Nakashima, a 21-year-old who grew up in San Diego and trained extensively at the event’s site as a junior, clinched the opening set in only 30 minutes. The second set, filled with lengthy rallies, took nearly an hour.

Giron, the No. 5 seed and former NCAA title winner from UCLA, wasn’t able to fend off Nakashima’s persistent ground strokes and well-placed serves. Nakashima had eight aces, six in the first set.

Serving at 5-4 in the second set, Nakashima tallied the match’s deciding two points when Giron pushed an easy volley into the net, followed by Nakashima’s second-serve ace.

He earned $93,090, about half of what received for reaching the third round of the U.S. Open in early September.

Nakashima, who was ranked No. 69 on the ATP Tour, moved up to 48, his highest ranking in nearly three years on tour.

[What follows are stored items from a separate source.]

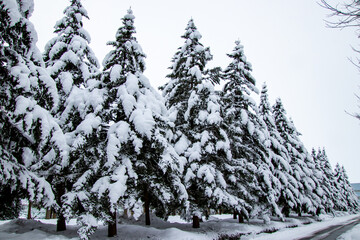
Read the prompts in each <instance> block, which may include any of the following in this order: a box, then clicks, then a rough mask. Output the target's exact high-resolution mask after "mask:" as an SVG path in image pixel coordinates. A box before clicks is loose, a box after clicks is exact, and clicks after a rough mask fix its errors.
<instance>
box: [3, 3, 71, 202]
mask: <svg viewBox="0 0 360 240" xmlns="http://www.w3.org/2000/svg"><path fill="white" fill-rule="evenodd" d="M0 6H1V7H0V18H1V21H0V32H1V33H2V34H1V35H0V62H1V64H0V68H1V70H0V77H1V79H2V81H1V89H0V95H1V98H0V99H1V100H0V104H1V113H0V118H1V121H0V122H1V131H0V154H1V160H0V164H1V167H0V171H1V174H0V176H1V177H0V179H1V181H0V183H1V184H0V185H1V187H0V191H1V192H2V194H3V191H4V192H6V191H9V190H10V192H11V194H12V195H13V196H15V195H16V196H17V197H23V198H25V197H26V198H29V200H30V201H32V202H38V203H40V204H42V205H43V206H45V207H50V206H54V207H56V204H55V202H54V195H53V192H52V190H51V187H50V185H49V183H48V182H46V181H45V180H44V179H43V178H39V177H38V176H37V175H36V174H34V171H35V170H34V169H36V168H37V167H38V166H39V165H41V163H42V161H40V160H46V161H47V162H51V161H53V160H54V159H55V158H58V159H59V160H60V161H62V162H66V161H67V159H68V158H67V157H68V155H67V153H68V146H67V145H66V143H65V141H64V140H65V137H64V135H63V133H62V131H61V129H60V127H59V126H58V124H57V123H56V121H55V120H54V119H53V118H52V116H51V114H50V112H49V111H50V110H52V109H53V108H54V107H56V105H57V103H58V95H57V91H56V86H55V83H54V81H53V79H52V78H51V77H50V76H49V75H48V74H47V73H46V71H45V69H44V63H43V61H42V58H41V54H40V52H39V50H38V49H37V47H36V41H37V35H36V31H35V29H34V26H33V25H32V23H31V22H30V21H29V20H28V18H29V17H30V16H31V14H32V11H33V8H34V6H33V2H31V1H21V0H19V1H15V0H13V1H0ZM32 170H33V171H32ZM14 201H16V199H15V200H14Z"/></svg>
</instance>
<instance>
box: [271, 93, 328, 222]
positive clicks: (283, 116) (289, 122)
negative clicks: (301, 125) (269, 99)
mask: <svg viewBox="0 0 360 240" xmlns="http://www.w3.org/2000/svg"><path fill="white" fill-rule="evenodd" d="M273 114H274V119H275V124H276V127H277V130H278V132H279V133H280V135H281V137H282V138H283V139H284V144H285V146H286V148H287V151H288V153H289V155H290V166H291V167H292V169H293V173H292V178H291V182H292V184H293V185H294V186H296V189H297V191H298V195H297V196H296V202H297V205H296V206H293V208H292V210H294V211H296V212H297V213H298V214H299V215H301V214H302V213H303V212H305V213H312V214H316V212H317V211H318V207H321V200H320V198H321V195H322V190H321V186H320V185H319V183H318V181H317V179H316V178H315V175H314V169H315V165H314V163H313V161H312V159H311V156H310V154H309V153H308V152H307V150H306V148H305V147H304V145H303V143H302V142H301V140H300V139H299V136H300V133H299V132H298V131H297V130H296V128H295V126H294V124H293V122H292V121H291V120H289V119H288V118H287V116H286V111H285V109H284V107H283V104H282V102H281V100H280V99H277V100H276V103H275V105H274V106H273ZM286 211H287V212H288V213H289V211H288V210H286Z"/></svg>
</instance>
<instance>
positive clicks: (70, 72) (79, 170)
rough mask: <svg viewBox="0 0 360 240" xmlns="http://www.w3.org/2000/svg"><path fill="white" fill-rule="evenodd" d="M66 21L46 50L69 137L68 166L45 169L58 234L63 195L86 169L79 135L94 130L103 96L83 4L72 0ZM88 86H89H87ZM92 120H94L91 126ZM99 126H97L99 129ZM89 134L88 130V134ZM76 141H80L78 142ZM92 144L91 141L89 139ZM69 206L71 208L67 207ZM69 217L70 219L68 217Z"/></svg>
mask: <svg viewBox="0 0 360 240" xmlns="http://www.w3.org/2000/svg"><path fill="white" fill-rule="evenodd" d="M64 15H65V16H64V17H63V18H62V19H61V20H59V21H58V22H57V23H56V25H55V31H54V33H56V34H57V36H56V37H54V38H52V39H51V40H50V41H49V42H48V43H47V44H46V46H45V52H44V55H43V57H44V60H45V64H46V67H47V70H48V72H49V74H50V75H51V76H52V77H53V79H54V80H55V82H56V85H57V89H58V92H59V99H60V100H59V107H58V108H57V109H54V111H53V115H54V116H55V117H56V118H57V119H58V120H59V124H60V127H61V128H62V130H63V132H64V133H65V134H66V136H67V142H68V144H69V145H70V146H71V145H72V148H71V149H70V158H69V161H68V162H67V164H66V165H63V166H61V168H58V167H57V165H58V163H56V162H54V163H53V164H51V165H48V166H46V167H45V168H44V169H42V170H43V171H46V173H47V174H49V175H47V176H45V177H47V179H49V181H51V183H52V185H53V186H54V191H55V195H56V200H57V203H58V205H59V206H60V208H59V209H58V210H57V216H58V224H57V230H58V231H62V230H65V229H66V223H65V215H69V212H68V210H65V208H66V207H65V206H63V205H64V195H65V194H67V192H71V191H72V187H73V184H74V183H75V182H76V180H77V178H79V177H80V176H81V175H82V173H84V172H85V171H86V170H87V168H86V166H87V163H86V162H84V161H85V158H83V157H82V156H84V154H85V153H84V149H83V148H81V146H82V145H84V144H86V143H85V142H84V139H82V142H81V143H79V139H78V138H76V137H77V135H78V133H79V132H80V134H81V133H84V125H85V124H88V125H90V126H87V127H88V128H90V131H91V130H92V128H93V125H94V124H91V123H94V121H96V120H98V119H96V118H95V116H94V115H95V114H96V113H97V112H98V111H99V110H101V103H102V102H101V101H102V98H101V95H98V94H97V93H98V91H96V90H93V89H94V87H93V85H94V82H95V81H96V77H97V76H99V63H98V61H97V59H96V57H95V55H94V53H93V51H92V50H91V48H90V47H89V43H90V40H91V39H90V36H89V34H88V33H87V31H86V30H85V29H84V28H83V22H82V19H83V17H85V18H88V15H87V12H86V10H85V9H84V7H83V6H82V4H81V1H80V0H70V5H69V6H68V7H66V8H65V10H64ZM88 82H89V84H88ZM89 119H92V120H94V121H93V122H90V120H89ZM96 126H97V125H96ZM88 131H89V130H87V132H88ZM76 139H77V141H76ZM87 140H89V139H87ZM67 206H70V205H69V204H68V203H67ZM68 217H69V216H68Z"/></svg>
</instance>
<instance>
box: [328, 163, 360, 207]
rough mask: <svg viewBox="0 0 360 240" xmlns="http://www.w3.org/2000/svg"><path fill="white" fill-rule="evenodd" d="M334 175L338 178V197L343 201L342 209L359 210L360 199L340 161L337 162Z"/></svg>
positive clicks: (334, 176)
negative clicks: (338, 191) (359, 199)
mask: <svg viewBox="0 0 360 240" xmlns="http://www.w3.org/2000/svg"><path fill="white" fill-rule="evenodd" d="M334 177H335V180H336V184H337V189H338V190H339V193H340V194H339V196H338V197H339V198H341V200H342V202H343V204H342V209H340V210H342V211H347V212H357V211H359V200H358V197H357V196H356V194H355V192H354V190H353V188H352V187H351V184H350V182H349V178H348V176H347V174H346V171H345V168H344V166H340V164H339V163H337V164H336V166H335V170H334Z"/></svg>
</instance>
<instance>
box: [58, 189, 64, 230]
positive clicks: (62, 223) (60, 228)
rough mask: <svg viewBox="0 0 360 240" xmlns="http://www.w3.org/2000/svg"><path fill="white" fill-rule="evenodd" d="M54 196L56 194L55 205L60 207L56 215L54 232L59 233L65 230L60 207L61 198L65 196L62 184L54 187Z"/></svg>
mask: <svg viewBox="0 0 360 240" xmlns="http://www.w3.org/2000/svg"><path fill="white" fill-rule="evenodd" d="M56 194H57V196H56V201H57V204H58V205H59V206H60V211H59V213H58V220H57V224H56V231H58V232H60V231H65V230H66V221H65V217H64V215H63V213H62V212H61V207H62V201H61V197H62V196H63V195H64V194H65V186H64V184H59V185H57V186H56Z"/></svg>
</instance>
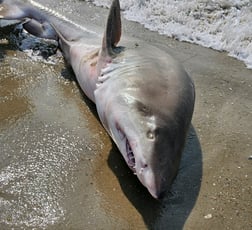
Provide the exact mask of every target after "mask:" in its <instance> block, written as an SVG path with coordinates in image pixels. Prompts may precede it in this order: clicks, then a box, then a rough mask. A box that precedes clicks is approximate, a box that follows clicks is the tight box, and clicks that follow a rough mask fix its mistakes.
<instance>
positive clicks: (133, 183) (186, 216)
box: [108, 127, 202, 230]
mask: <svg viewBox="0 0 252 230" xmlns="http://www.w3.org/2000/svg"><path fill="white" fill-rule="evenodd" d="M122 161H123V159H122V156H121V154H118V150H117V148H116V146H115V145H113V148H112V149H111V152H110V154H109V158H108V165H109V167H110V168H111V170H112V171H113V172H114V174H115V175H116V177H117V178H118V181H119V183H120V186H121V188H122V191H123V192H124V194H125V195H126V197H127V198H128V200H129V201H130V202H131V203H132V204H133V205H134V207H135V208H136V209H137V210H138V212H139V213H140V214H141V215H142V217H143V220H144V222H145V224H146V227H147V228H148V229H160V230H162V229H166V230H169V229H172V230H177V229H178V230H179V229H183V226H184V224H185V222H186V220H187V217H188V216H189V214H190V212H191V210H192V209H193V207H194V204H195V202H196V200H197V197H198V194H199V190H200V185H201V177H202V152H201V146H200V143H199V140H198V137H197V134H196V132H195V130H194V128H193V127H191V129H190V132H189V135H188V138H187V143H186V146H185V149H184V152H183V155H182V159H181V164H180V170H179V173H178V175H177V178H176V180H175V181H174V183H173V185H172V189H171V191H170V193H168V194H167V196H166V197H165V198H164V199H163V200H162V201H157V200H155V199H153V198H152V197H151V196H150V195H149V193H148V191H147V190H146V189H145V188H144V187H143V186H142V185H141V184H140V182H139V181H138V179H137V177H136V176H134V175H133V174H132V172H131V171H130V170H129V169H128V167H127V166H126V164H124V165H123V164H121V163H120V162H122ZM118 164H120V165H121V166H120V167H115V165H118Z"/></svg>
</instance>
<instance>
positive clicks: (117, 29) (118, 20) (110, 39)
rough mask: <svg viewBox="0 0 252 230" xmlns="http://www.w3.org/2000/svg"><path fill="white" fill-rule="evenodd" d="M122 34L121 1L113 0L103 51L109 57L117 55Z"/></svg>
mask: <svg viewBox="0 0 252 230" xmlns="http://www.w3.org/2000/svg"><path fill="white" fill-rule="evenodd" d="M121 33H122V28H121V13H120V3H119V0H113V2H112V4H111V7H110V11H109V16H108V20H107V26H106V31H105V34H104V37H103V43H102V50H103V52H106V53H107V54H108V55H114V54H115V53H117V50H116V45H117V44H118V42H119V41H120V38H121Z"/></svg>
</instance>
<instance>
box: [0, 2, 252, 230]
mask: <svg viewBox="0 0 252 230" xmlns="http://www.w3.org/2000/svg"><path fill="white" fill-rule="evenodd" d="M38 2H41V3H42V4H43V5H47V6H48V7H50V8H52V9H55V10H57V11H58V12H60V13H61V14H63V15H64V16H65V17H67V18H69V19H71V20H72V21H74V22H76V23H78V24H81V25H85V26H87V28H89V29H91V28H94V29H95V31H97V32H98V33H102V28H103V27H104V24H105V21H106V17H107V14H108V10H107V9H104V8H99V7H95V6H92V5H91V4H87V3H86V2H82V1H74V0H71V1H65V0H64V1H60V3H59V2H56V1H51V0H46V1H42V0H41V1H38ZM122 24H123V35H122V36H124V35H127V36H129V37H133V38H136V39H137V42H138V45H142V46H144V44H146V43H150V44H152V45H154V46H157V47H159V48H161V49H163V50H166V51H167V52H168V53H169V54H171V55H172V56H174V57H175V58H176V59H177V60H179V61H180V62H181V63H182V64H183V66H184V67H185V69H186V71H187V72H188V73H189V74H190V76H191V77H192V78H193V80H194V83H195V87H196V104H195V111H194V115H193V120H192V127H191V130H190V132H189V135H188V140H187V144H186V147H185V151H184V153H183V158H182V162H181V167H180V170H179V174H178V176H177V179H176V181H175V182H174V184H173V187H172V190H171V193H170V194H169V196H167V197H165V198H164V200H163V201H162V202H158V201H156V200H154V199H153V198H152V197H151V196H150V195H149V194H148V192H147V190H146V189H145V188H144V187H143V186H142V185H141V184H140V183H139V182H138V180H137V178H136V177H135V176H134V175H133V174H132V172H131V171H130V170H129V169H128V168H127V166H126V164H125V163H124V161H123V159H122V157H121V155H120V153H119V151H118V150H117V148H116V146H115V145H114V144H113V143H112V141H111V139H110V138H109V136H108V135H107V134H106V132H105V130H104V129H103V127H102V126H101V124H100V122H99V119H98V117H97V114H96V111H95V106H94V104H92V102H90V101H89V100H88V99H87V98H86V97H85V96H84V95H83V93H82V92H81V91H80V89H79V87H78V85H77V84H76V82H75V81H74V76H73V73H72V72H71V70H70V69H69V68H68V67H67V66H66V64H65V63H64V61H63V58H62V57H61V56H60V55H58V56H57V63H56V64H50V63H45V62H42V61H34V60H32V59H31V58H29V57H28V55H27V54H26V53H24V52H21V51H19V50H18V49H17V47H15V45H14V44H13V42H12V38H11V37H10V36H9V34H10V33H9V31H8V29H7V28H6V27H4V28H0V41H1V42H0V210H1V211H0V223H1V229H33V228H34V229H76V230H77V229H90V230H92V229H104V230H106V229H120V230H121V229H125V230H126V229H158V230H163V229H172V230H174V229H186V230H187V229H235V230H237V229H251V228H252V220H251V216H252V200H251V197H252V160H251V156H252V146H251V145H252V70H249V69H247V68H246V67H245V65H244V64H243V63H242V62H240V61H237V60H235V59H233V58H231V57H229V56H227V54H226V53H224V52H218V51H214V50H211V49H207V48H203V47H200V46H197V45H193V44H190V43H184V42H178V41H176V40H173V39H170V38H167V37H165V36H162V35H159V34H158V33H156V32H151V31H149V30H147V29H144V28H143V26H141V25H140V24H138V23H134V22H129V21H126V20H125V19H123V20H122ZM8 28H9V27H8ZM11 28H12V27H11Z"/></svg>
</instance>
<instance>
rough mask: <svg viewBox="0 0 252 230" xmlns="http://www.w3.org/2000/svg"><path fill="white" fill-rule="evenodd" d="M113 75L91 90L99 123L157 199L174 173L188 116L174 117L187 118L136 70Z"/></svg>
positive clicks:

Despite the loss, Giron moved up to 53 from 58.

Not only was the singles title claimed by an American, the doubles title also taken by an American duo as the second-seeded pair of Nathaniel Lammons and Jackson Withrow defeated Australians Jason Kubler and Luke Saville 7-6 (5), 6-2.

The $612,00 event was held at Barnes Tennis Center, which next hosts the $757,900 WTA 500 San Diego Open, Oct. 8-16. That will feature 16 of the world’s top-ranked 20 women pros, led by No. 1 Iga Swiatek.